And why all this intrapersonal bullshit philosophical rambling when the purpose of this article -clearly outlined by the title and the first few lines of this passage- was to commemorate the life of an artist whose work I (at least claim) to admire or at least appreciate for its entertainment value?  Because fuck the dead, that's why.

All of these funerals, memorials, graveyards and other rituals that surround death aren't for the dead: the dead don't give a shit.  They're dead.  If you don't believe in an afterlife then the equation is simple.  Your dead friends/relatives/strangers you just felt like running over with your car on a lazy Sunday afternoon "just because" no longer exist except as an inexpensive source of fertilizer and/or leather if you start tanning the hide soon enugh after death.  If you do have some kind of belief regarding death then it still doesn't matter because A) He or she is in a far better place having sex with dead celebrities while/or playing Risk with Jesus and Buddha, B) He or She is in a far worse place being raped by the souls of aborted babies and the one-eyed ghost of Hitler while the Devil smokes the penis of a child molester like a Cuban cigar and chuckles merrily to himself, C) He or she has already been reincarnated as an old lady in France with too much facial hair and not enough personal hygiene or D) He or she is too busy spying on hot chicks while they take a shower and/or masturbate gratuitously. (OK, maybe that last one is just me.)

Any way you cut it death does not matter to the dead.  The only significance death -and the rituals surrounding it- has is how it affects each of us personally.  How we interpret it's relative significance.  The funeral isn't for the dead guy.  It's for the people who are still alive.  This article (and the others like it) which details the death of a celebrity aren't meant for that dead celebrity.  They're meant for me.  Their significance is relative to my subjective experience of whatever work they produced and my articles about them are in some small way tributes to their influence on me and really milestones in understanding my own life.

It may seem like I've hijacked my own article about Mr. Postlethwaite to rant about my own self-importance, and you'd be half right.  The point is that since I can only experience the world as myself and no one else then in order to make meaning out of anything ultimately I have to find some way to relate it to myself.  Maybe it's self-absorbed or maybe it's self-enlightened.  Or maybe a little of both.

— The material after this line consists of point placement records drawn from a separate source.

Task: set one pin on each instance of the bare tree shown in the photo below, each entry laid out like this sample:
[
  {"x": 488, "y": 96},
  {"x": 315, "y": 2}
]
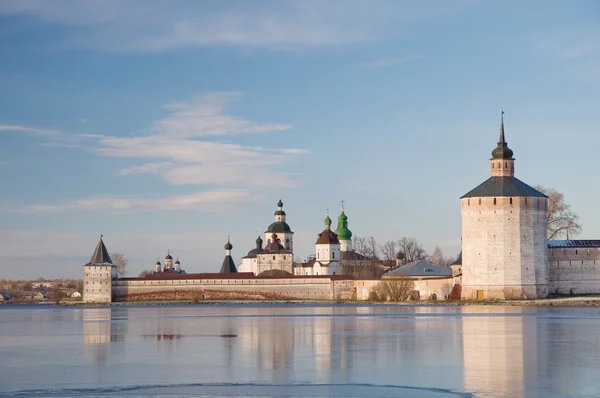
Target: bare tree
[
  {"x": 57, "y": 295},
  {"x": 372, "y": 248},
  {"x": 120, "y": 261},
  {"x": 397, "y": 289},
  {"x": 360, "y": 245},
  {"x": 437, "y": 258},
  {"x": 562, "y": 221},
  {"x": 412, "y": 249},
  {"x": 388, "y": 251}
]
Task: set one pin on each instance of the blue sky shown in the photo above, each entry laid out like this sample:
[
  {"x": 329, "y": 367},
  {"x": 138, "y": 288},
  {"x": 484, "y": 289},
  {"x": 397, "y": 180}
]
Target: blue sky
[{"x": 175, "y": 124}]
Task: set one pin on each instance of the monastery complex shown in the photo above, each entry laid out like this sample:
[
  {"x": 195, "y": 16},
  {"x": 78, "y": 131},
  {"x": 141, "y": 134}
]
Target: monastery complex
[{"x": 505, "y": 256}]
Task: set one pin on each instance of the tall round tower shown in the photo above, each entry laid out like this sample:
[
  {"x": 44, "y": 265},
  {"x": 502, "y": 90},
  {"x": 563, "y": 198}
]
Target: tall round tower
[{"x": 504, "y": 253}]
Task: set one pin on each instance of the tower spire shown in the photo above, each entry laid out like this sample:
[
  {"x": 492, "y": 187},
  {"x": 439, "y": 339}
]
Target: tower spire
[{"x": 502, "y": 139}]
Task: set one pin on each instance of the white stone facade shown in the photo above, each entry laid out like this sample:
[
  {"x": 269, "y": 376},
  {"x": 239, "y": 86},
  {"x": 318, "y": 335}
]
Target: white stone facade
[
  {"x": 97, "y": 283},
  {"x": 504, "y": 247}
]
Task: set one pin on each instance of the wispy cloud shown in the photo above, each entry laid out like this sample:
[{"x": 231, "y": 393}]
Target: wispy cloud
[
  {"x": 211, "y": 200},
  {"x": 28, "y": 130},
  {"x": 151, "y": 26},
  {"x": 176, "y": 150},
  {"x": 391, "y": 61}
]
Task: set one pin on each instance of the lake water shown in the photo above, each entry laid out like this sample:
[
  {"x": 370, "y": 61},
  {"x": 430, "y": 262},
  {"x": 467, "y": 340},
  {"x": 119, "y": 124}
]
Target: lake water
[{"x": 256, "y": 350}]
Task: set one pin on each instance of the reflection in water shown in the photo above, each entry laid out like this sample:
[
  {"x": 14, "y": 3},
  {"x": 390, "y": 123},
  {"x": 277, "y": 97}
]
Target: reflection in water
[{"x": 485, "y": 350}]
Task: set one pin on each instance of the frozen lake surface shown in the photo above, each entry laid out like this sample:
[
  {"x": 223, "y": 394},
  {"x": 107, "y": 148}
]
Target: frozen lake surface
[{"x": 266, "y": 350}]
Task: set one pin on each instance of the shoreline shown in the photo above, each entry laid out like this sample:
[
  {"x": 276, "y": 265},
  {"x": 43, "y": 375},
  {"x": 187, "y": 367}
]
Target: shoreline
[{"x": 569, "y": 301}]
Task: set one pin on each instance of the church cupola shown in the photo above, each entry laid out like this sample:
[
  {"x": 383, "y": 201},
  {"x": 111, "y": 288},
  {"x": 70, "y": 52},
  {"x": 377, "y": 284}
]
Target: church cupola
[
  {"x": 342, "y": 231},
  {"x": 502, "y": 162},
  {"x": 228, "y": 265}
]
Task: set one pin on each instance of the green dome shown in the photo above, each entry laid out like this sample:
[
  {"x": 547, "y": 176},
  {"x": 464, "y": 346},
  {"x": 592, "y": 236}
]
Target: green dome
[{"x": 342, "y": 231}]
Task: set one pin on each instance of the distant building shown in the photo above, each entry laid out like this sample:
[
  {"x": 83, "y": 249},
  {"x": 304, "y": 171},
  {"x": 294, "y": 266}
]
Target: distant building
[
  {"x": 98, "y": 275},
  {"x": 228, "y": 264}
]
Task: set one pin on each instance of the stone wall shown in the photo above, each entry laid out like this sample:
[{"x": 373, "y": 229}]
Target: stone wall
[
  {"x": 242, "y": 288},
  {"x": 504, "y": 248},
  {"x": 574, "y": 270}
]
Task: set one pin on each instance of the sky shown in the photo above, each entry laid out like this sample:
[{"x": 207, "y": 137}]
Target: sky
[{"x": 175, "y": 125}]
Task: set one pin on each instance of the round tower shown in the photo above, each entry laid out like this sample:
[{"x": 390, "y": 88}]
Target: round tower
[
  {"x": 504, "y": 253},
  {"x": 281, "y": 228},
  {"x": 343, "y": 233},
  {"x": 168, "y": 260}
]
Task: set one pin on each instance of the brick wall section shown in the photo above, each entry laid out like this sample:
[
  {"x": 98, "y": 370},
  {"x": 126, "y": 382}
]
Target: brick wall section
[
  {"x": 574, "y": 270},
  {"x": 235, "y": 288},
  {"x": 504, "y": 248}
]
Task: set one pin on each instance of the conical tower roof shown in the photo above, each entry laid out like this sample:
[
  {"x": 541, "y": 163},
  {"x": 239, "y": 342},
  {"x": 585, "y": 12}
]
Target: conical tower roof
[{"x": 100, "y": 255}]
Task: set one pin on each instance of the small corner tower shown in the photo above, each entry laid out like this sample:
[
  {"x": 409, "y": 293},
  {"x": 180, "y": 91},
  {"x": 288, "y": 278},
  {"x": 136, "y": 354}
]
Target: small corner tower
[
  {"x": 228, "y": 264},
  {"x": 343, "y": 233},
  {"x": 328, "y": 251},
  {"x": 504, "y": 253},
  {"x": 281, "y": 228},
  {"x": 98, "y": 275},
  {"x": 168, "y": 260}
]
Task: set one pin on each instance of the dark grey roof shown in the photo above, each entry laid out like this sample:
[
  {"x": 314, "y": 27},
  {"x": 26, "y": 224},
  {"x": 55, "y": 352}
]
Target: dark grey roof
[
  {"x": 503, "y": 186},
  {"x": 279, "y": 227},
  {"x": 100, "y": 256},
  {"x": 420, "y": 268},
  {"x": 228, "y": 266},
  {"x": 573, "y": 243}
]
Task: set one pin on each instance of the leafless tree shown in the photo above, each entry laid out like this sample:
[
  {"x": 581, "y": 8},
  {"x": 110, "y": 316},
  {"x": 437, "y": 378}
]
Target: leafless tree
[
  {"x": 397, "y": 289},
  {"x": 388, "y": 251},
  {"x": 412, "y": 249},
  {"x": 437, "y": 258},
  {"x": 120, "y": 261},
  {"x": 359, "y": 245},
  {"x": 562, "y": 221}
]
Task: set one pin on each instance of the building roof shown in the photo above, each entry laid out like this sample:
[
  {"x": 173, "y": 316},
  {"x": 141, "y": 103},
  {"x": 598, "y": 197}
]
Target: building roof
[
  {"x": 100, "y": 255},
  {"x": 419, "y": 268},
  {"x": 279, "y": 227},
  {"x": 228, "y": 266},
  {"x": 503, "y": 186},
  {"x": 573, "y": 243}
]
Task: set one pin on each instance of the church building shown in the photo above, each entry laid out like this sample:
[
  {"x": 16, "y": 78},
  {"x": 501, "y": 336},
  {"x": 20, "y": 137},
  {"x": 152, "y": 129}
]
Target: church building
[{"x": 504, "y": 252}]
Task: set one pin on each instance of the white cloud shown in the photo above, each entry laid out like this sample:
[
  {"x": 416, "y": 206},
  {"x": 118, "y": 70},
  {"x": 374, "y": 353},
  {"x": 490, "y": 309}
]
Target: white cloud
[
  {"x": 391, "y": 61},
  {"x": 211, "y": 200},
  {"x": 28, "y": 130},
  {"x": 150, "y": 26}
]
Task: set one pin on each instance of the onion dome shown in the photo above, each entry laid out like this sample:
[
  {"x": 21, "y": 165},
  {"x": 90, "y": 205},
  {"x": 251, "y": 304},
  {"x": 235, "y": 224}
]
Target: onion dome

What I do know is how I remember Pete Postlethwaite.  I'll remember him as the reluctantly heroic monk in DRAGONHEART,  as the master hunter in THE LOST WORLD: JURASSIC PARK, as Keyser Soze's messenger boy in THE USUAL SUSPECTS, and most recently as a humble fisherman, dying (and dead) father and a hardcore gangster in CLASH OF THE TITANS, INCEPTION, and THE TOWN respectively.  For me the significance of his career is his ability to be in the spotlight without being in the spotlight.  He acted in some huge blockbusters, and oftentimes as well as, if not better than, the stars of these movies.  I didn't know him personally but it seems to me that he was that rare beast: a truly talented artist with an honestly small ego.  Something I would never aspire to be but also something which I admire.